For any given catchment area, we can retrieve a list of the features in a Dataset
that intersects with the region:
# take an example
example_area = catchment_areas[0]
# find all zip codes that intersect
is_touching = zip_codes.intersects(example_area)
# sum population; in this file it's called "universe"
population = sum([ float(zip_code['universe']) for zip_code in is_touching ])
print('total population = %f' % population)
# total population = 125737.000000
However, we are summing area in the ZIP codes that isn’t inside the catchment area. We can check this by calculating the area of is_touching
and comparing it to example_area
:
sum([ t.area for t in is_touching ]) / example_area.area
# 10.50135574070474
Woah, we’re over counting by 10x!
Overlap percentage
Let’s factor in how much a ZIP code overlaps with the catchment area. If 20% of the ZIP code overlaps with the catchment area, we can approximate the population in the catchment area to be 20% of the ZIP code population.

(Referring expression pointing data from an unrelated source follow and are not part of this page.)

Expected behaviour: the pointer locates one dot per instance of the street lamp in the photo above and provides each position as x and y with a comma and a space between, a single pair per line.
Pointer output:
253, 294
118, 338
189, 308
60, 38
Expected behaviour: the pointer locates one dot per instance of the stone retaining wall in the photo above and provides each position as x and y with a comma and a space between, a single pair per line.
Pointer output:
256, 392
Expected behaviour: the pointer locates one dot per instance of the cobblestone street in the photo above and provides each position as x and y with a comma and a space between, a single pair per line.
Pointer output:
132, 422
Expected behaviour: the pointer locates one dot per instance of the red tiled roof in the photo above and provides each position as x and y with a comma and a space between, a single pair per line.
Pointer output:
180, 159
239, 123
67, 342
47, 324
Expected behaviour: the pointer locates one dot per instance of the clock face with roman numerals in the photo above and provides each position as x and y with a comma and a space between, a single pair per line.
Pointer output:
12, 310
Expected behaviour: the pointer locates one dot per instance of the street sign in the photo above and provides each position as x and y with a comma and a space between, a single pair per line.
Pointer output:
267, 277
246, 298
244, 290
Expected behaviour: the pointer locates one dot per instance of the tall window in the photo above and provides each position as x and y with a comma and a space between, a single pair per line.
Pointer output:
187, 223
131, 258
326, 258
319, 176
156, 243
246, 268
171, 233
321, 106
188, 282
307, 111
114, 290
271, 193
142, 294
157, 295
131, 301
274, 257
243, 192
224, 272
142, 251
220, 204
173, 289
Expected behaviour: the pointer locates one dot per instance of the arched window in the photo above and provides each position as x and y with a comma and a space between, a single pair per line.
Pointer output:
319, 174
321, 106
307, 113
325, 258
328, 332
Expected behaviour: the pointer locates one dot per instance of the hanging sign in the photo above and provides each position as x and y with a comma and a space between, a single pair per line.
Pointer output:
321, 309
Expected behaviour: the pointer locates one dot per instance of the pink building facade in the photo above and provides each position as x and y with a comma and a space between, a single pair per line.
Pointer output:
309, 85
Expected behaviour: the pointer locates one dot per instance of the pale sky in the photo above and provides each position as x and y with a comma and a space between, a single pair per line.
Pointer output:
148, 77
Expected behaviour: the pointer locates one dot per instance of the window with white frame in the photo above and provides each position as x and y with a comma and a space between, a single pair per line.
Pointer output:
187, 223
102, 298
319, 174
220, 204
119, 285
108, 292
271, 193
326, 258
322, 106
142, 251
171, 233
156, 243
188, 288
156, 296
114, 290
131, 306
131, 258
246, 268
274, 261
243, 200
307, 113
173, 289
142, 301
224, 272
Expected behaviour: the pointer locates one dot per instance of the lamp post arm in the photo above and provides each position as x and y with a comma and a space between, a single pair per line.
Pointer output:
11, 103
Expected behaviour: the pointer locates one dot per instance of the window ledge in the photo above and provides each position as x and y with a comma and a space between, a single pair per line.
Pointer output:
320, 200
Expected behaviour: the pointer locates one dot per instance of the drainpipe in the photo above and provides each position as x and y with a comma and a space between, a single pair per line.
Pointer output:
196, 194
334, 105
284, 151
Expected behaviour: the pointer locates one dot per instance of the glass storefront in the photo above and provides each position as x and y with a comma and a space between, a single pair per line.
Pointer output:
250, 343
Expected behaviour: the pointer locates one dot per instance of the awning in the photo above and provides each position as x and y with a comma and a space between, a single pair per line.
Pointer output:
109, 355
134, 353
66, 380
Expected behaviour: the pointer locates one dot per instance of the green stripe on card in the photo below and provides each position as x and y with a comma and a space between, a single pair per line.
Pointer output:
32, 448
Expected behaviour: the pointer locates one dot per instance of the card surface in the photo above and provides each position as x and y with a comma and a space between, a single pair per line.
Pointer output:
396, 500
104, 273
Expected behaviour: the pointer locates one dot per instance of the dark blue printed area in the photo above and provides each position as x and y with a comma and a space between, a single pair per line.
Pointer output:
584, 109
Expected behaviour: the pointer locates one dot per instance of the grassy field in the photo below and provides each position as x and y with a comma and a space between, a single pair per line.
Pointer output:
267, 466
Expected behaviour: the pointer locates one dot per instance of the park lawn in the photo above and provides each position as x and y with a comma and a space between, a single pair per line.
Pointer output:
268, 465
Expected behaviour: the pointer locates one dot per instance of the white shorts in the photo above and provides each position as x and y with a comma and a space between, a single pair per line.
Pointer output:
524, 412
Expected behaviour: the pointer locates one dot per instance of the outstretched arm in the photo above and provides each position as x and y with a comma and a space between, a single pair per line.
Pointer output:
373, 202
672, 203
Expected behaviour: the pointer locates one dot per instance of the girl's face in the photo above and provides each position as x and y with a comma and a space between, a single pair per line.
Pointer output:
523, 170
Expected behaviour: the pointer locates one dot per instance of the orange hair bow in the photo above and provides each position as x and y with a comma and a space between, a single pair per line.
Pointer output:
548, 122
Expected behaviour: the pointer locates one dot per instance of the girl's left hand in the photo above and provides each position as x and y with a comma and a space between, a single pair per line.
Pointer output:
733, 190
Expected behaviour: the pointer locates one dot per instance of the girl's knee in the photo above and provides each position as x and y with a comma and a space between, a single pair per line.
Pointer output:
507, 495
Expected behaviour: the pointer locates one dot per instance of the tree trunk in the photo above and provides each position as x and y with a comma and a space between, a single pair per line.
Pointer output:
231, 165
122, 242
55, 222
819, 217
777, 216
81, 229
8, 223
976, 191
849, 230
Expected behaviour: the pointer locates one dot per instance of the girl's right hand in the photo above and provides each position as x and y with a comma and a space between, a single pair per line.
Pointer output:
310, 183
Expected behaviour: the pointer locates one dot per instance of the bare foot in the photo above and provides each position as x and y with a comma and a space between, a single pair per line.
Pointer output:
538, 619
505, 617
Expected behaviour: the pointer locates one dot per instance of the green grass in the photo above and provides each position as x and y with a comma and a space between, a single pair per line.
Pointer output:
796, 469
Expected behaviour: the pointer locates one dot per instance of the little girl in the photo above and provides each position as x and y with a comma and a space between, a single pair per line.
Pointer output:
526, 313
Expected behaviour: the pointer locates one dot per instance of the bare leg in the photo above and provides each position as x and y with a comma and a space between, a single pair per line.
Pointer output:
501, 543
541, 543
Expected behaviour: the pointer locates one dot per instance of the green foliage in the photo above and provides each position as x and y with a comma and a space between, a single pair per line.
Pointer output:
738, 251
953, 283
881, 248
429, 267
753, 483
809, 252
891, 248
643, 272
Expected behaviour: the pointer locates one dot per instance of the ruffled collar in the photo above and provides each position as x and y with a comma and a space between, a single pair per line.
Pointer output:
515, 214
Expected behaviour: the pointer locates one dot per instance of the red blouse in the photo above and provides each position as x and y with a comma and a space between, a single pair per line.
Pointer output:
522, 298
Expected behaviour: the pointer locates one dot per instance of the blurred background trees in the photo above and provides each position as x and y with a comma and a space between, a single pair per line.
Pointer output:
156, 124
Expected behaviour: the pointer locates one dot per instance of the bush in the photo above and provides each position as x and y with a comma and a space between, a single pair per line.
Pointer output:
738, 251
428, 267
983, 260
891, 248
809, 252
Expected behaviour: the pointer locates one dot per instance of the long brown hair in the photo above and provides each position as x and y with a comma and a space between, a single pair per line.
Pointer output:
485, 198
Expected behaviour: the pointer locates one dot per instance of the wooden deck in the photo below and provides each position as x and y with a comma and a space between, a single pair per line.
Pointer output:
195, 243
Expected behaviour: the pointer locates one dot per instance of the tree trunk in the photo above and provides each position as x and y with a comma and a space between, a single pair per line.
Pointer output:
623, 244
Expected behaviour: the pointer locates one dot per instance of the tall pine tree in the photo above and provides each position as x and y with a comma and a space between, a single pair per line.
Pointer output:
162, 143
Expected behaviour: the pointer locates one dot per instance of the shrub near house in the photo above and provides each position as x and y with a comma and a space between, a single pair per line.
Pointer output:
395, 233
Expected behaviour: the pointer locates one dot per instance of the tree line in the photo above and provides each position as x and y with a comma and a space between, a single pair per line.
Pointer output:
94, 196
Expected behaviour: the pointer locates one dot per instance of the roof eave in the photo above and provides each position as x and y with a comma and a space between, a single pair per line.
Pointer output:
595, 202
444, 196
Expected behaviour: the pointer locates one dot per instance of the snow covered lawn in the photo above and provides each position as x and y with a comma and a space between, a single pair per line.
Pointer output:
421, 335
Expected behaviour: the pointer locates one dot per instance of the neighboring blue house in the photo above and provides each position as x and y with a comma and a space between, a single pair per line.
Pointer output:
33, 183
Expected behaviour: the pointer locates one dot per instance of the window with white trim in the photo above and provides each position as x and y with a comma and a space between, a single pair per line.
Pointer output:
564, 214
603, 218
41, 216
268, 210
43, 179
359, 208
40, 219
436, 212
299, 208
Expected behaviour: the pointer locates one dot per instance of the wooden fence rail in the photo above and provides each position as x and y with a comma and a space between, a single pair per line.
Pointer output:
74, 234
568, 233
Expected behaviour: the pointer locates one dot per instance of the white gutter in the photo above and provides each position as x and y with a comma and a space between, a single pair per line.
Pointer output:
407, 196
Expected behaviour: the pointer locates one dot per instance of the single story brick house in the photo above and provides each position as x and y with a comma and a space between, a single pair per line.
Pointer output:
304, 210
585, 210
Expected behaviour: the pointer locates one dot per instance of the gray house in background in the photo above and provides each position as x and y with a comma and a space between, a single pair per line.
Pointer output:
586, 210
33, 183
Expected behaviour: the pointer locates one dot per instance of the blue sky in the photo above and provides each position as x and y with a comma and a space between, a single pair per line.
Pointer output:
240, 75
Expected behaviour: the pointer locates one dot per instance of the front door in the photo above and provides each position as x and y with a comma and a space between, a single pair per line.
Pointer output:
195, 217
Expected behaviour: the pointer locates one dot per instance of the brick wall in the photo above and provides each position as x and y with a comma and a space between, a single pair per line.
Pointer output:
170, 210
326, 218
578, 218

overlap_pct = [ (zip_code.intersection(example_area).area / zip_code.area) for zip_code in is_touching ]
print(overlap_pct)
# [ 0.0126, 0.198, 0.306 ]
Good to know that one of the ZIP codes practically doesn’t overlap. Let’s account for this in our analysis by multiplying the population in that ZIP code by the overlap percentage:
# find all zip codes that intersect
is_touching = zip_codes.intersects(example_area)
# sum population, weighted by overlap
overlap_pct = [ (zip_code.intersection(example_area).area / zip_code.area) for zip_code in is_touching ]
population = sum([ overlap_pct[i] * float(zip_code['universe']) for i, zip_code in enumerate(is_touching) ])
print('total population = %f' % population)
# total population = 14648.251489
Great, a much more reasonable answer. 14.6k people in a one mile radius is comparable to Seattle’s average population density of 9k people per square mile (or 28.5k in a one mile radius).
Looping
We can change this to a for
loop easily and complete the same analysis:
for catchment_area in catchment_areas:
is_touching = zip_codes.intersects(catchment_area)
# sum population, weighted by overlap
overlap_pct = [ (zip_code.intersection(catchment_area).area / zip_code.area) for zip_code in is_touching ]
population = sum([ overlap_pct[i] * float(zip_code['universe']) for i, zip_code in enumerate(is_touching) ])
# assign as property
catchment_area['population'] = population
Saving the results
We can save the results as a GeoJSON:
import json
from mundipy.geometry import dumps
with open('catchment_areas.geojson', 'w') as f:
f.write(json.dumps(dumps(catchment_areas)))
Plotting the results
We can load this file into a GeoJSON exploration tool like geojson.io and visualize the results.
The population falling inside each catchment area is available as a property on every feature:
{
"type": "Feature",
"geometry": {
"type": "Polygon",
"coordinates": [
[
[
-122.14194734935859,
47.63499748134119
],
...
]
]
},
"properties": {
"population": 14648.251488983871,
...
}
}
Further reading
In this tutorial, we calculated the catchment area as a radius around a point of interest.
More accurate catchment areas are often calculated by using travel time, e.g., 10 minutes of walking or 20 minutes of driving time. You can use the isochrone third-party APIs to do more complex calculations like these.